Of course, we know there is more to the story. Enter the rabbi in charge. He thundered to the people, "There are six days for work. So come and be healed on those days, not on the sabbath" (Luke 13:14).
One of my friends noted that the rabbi's complaint, even though it had to do with what Jesus did, was directed to the people. He says it's the same in churches today as well — somebody gets mad with the minister and instead of coming to him or her about the problem, they pick up the phone and call all their friends. "Did you hear what the preacher did?"
Truth be told, what Jesus did was bound to cause a stir. He had healed this woman on the sabbath. That was a clear violation of God's commandment.
"Observe the sabbath day to keep it holy ... Six days you shall labor and do all your work, but the seventh day is a sabbath to the Lord your God. On it you shall not do any work...." — Deuteronomy 5:12-14
Healing is work; ask any doctor or nurse.
Good Jews to this day are scrupulous about what may and may not be done on the sabbath. Some of the rules may sound nitpicky, but the tradition goes back to the days when the nation was in exile. Sabbath-keeping was the way Jews then and Jews now assured themselves a unique identity. Through the centuries, the rabbis had set up all sorts of "fences" around the sabbath to assure its special place. By the time of Christ, there were 1,521 things one could not do on the sabbath.[1]
Then Jesus did this healing — work — and not even an emergency healing. In fact, the woman had not even asked to be healed. But Jesus did it anyway.
It is not much of a stretch to conclude that he did it on purpose. He knew the rules. And it is not that the rules were designed to be repressive. On the contrary, it was this commitment to the Sabbath that reminded the Jewish people who they were and whose they were. Why would Jesus deliberately tweak their ecclesiastical nose? And while he was at it, he called them a nasty name?
"You hypocrites! Doesn't each of you on the sabbath untie his ox or donkey from the stall and lead it out to give it water? Then should not this woman, a daughter of Abraham, whom Satan has kept bound for eighteen long years, be set free on the sabbath day from what bound her?" — Luke 13:15-16
There was not much the local synagogue leaders could say. In fact, the gospel writer sums the story up with, "... all his opponents were humiliated, but the people were delighted with all the wonderful things he was doing" (Luke 13:17).
Generally, when people are stuck in a system or a particular way of understanding, they need to be shocked out of the old and into the new. Logic and reason usually does not work.
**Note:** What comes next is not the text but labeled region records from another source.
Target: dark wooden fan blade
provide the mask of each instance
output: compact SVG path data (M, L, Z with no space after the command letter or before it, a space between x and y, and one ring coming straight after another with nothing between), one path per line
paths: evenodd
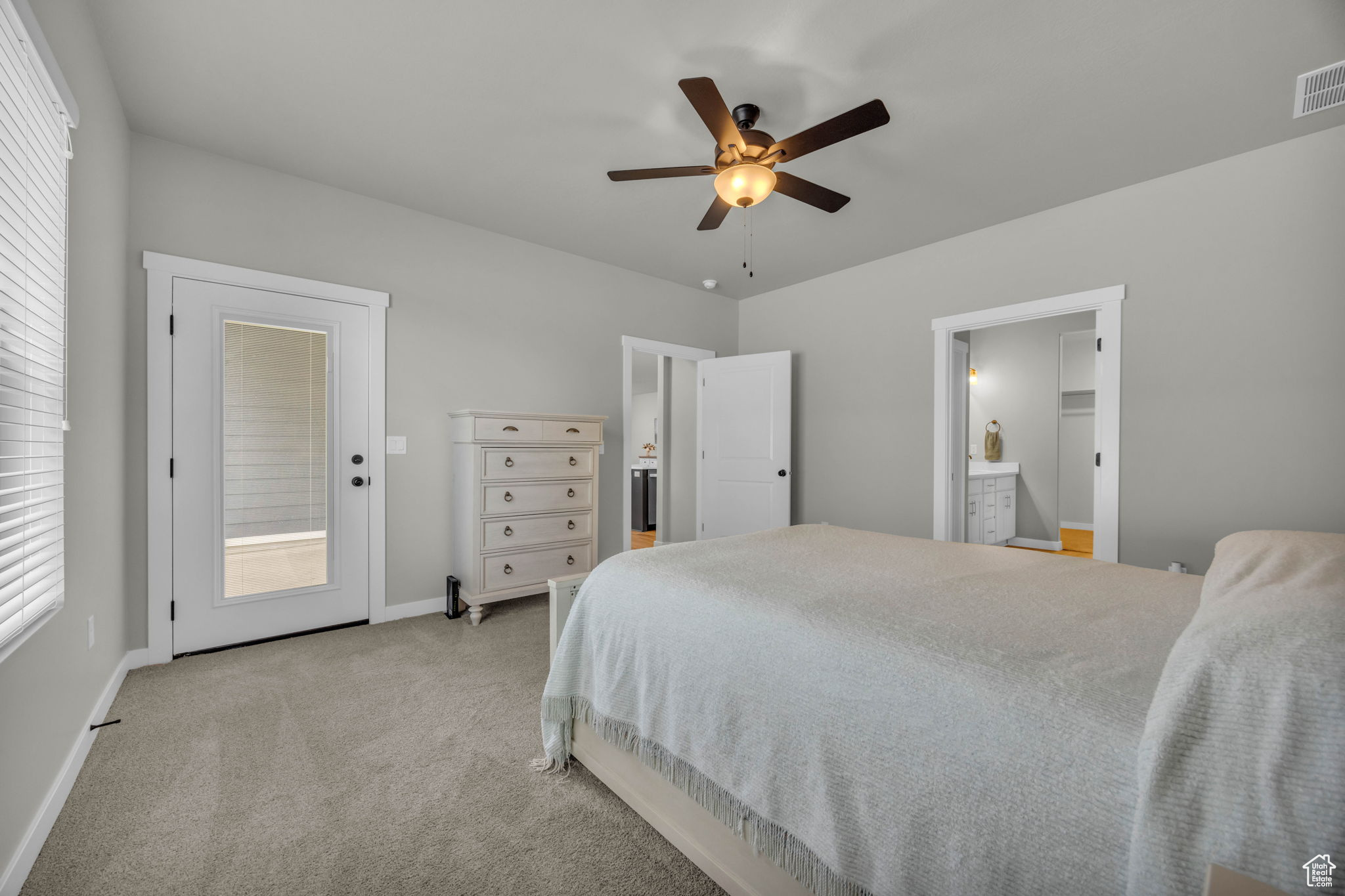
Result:
M701 219L701 223L697 224L695 228L714 230L724 223L724 219L728 216L730 208L733 208L733 206L716 196L714 201L710 203L710 210L705 212L705 218Z
M713 175L709 165L683 165L681 168L631 168L628 171L609 171L607 176L612 180L650 180L652 177L695 177L697 175Z
M838 212L847 201L849 196L842 196L834 189L820 187L811 180L795 177L787 171L775 172L775 192L784 193L790 199L808 203L822 211Z
M729 114L729 107L725 105L724 97L720 95L720 89L714 86L713 81L709 78L683 78L677 82L677 86L691 101L691 107L695 109L695 114L701 116L705 126L710 129L710 134L714 137L714 142L720 145L720 149L728 150L729 144L737 144L738 149L742 149L738 126L733 124L733 116Z
M791 161L799 156L807 156L815 149L822 149L842 140L849 140L855 134L862 134L866 130L881 128L889 121L892 121L892 116L888 114L888 107L882 105L881 99L873 99L862 106L855 106L850 111L841 113L835 118L827 118L820 125L814 125L792 137L785 137L771 146L768 152L783 149L784 159L780 161Z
Jesus could have spent all day arguing with the synagogue leader about whether or not it was legal to heal this woman on the sabbath while she remained ill. (How many church meetings are discussions about what should be done, rather than actually getting things done?) The healing took place before the discussion about whether or not it was the right thing to do.
It is similar to so many situations that arise where it is easier to ask forgiveness than permission. It is such a shame that something that can do so much good — religion — can be made to do so much that is so bad.
Why is there any repressive religion in the world? Part of the answer is that folks take religion seriously. Week to week there are millions and millions and millions of people gathering for worship all around the globe. Far more people are related to churches on Sunday or synagogues on Saturday or mosques on Friday than are involved in any other voluntary activity.
Gallup polls in this country consistently find that more than 95% of the population professes belief in a god, 85% believe that the Ten Commandments are God's law and should be obeyed, and almost 70% of the adult population claims a personal relationship with the Lord. As much as we hear of the decline of religion and the rise of secularism, the doomsayers have a long way to go before they would ever see their prophecies fulfilled.
Move that a step further. Why are the controversies over school prayer or abortion or stem-cell research so pervasive and heated? Because, at their heart, they are religious questions, and people take religion seriously.
Is concern for a suffering woman what Jesus wanted to convey that day in the synagogue? Not really. The word we are to hear is about religion, or better, about religiosity, and how seriously we are to take it. The point is that there is such a thing as too much. Mae West, in her inimitable style, once said, "Too much of a good thing is ... wonderful!" But most of us know that anything good can be pushed beyond its appropriate limits. Be careful.
Eighteen years — can you imagine seeing nothing but dirt and other people's feet for eighteen years? Jesus offered this woman not just physical healing, but a whole new way to see the world...literally. He offers the same to you and me.
1. Joy Davidman, Smoke on the Mountain (Philadelphia: Westminster Press, 1954), p. 53.